Having moved interstate for work while the mother and son remained in Adelaide, the father’s time with the son was generally limited to school holidays, while the mother was not helping to facilitate regular contact.

While this was a difficult situation for both the father and the son, it also came to light that the mother’s new relationship was the cause of further concern. Following some investigation, we discovered the new partner had a number of previous convictions for violent offences. Although none of these were perpetrated against the mother or the child, there had been some recent incidents at the home indicating that the child was at risk there.

We subsequently subpoenaed a number of police reports; one, in particular, detailed an incident where the partner had used obscene and threatening language towards the son.
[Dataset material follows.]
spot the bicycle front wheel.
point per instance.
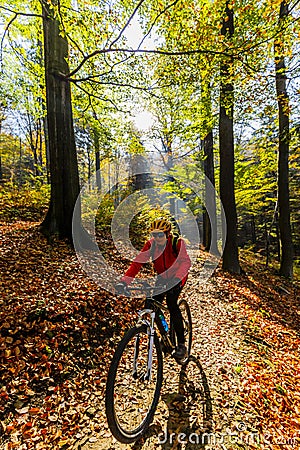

These were brought to the attention of the court and an updated family report from a child psychologist was ordered.

Despite the boy’s age, his desire to live with the father was also taken into account, and the psychologist recommended that the existing parenting arrangements be reversed. The son was therefore ordered to live with the father until a further order was issued.

The matter was contested, leading to a trial. However, the court affirmed the recommendation of the child psychologist, resulting in the son continuing to live with the father.

While this was clearly a positive outcome for both the father and the son, it also demonstrated that the family court system does not work inherently against fathers but remains focused on an outcome that is in the best interests of the child.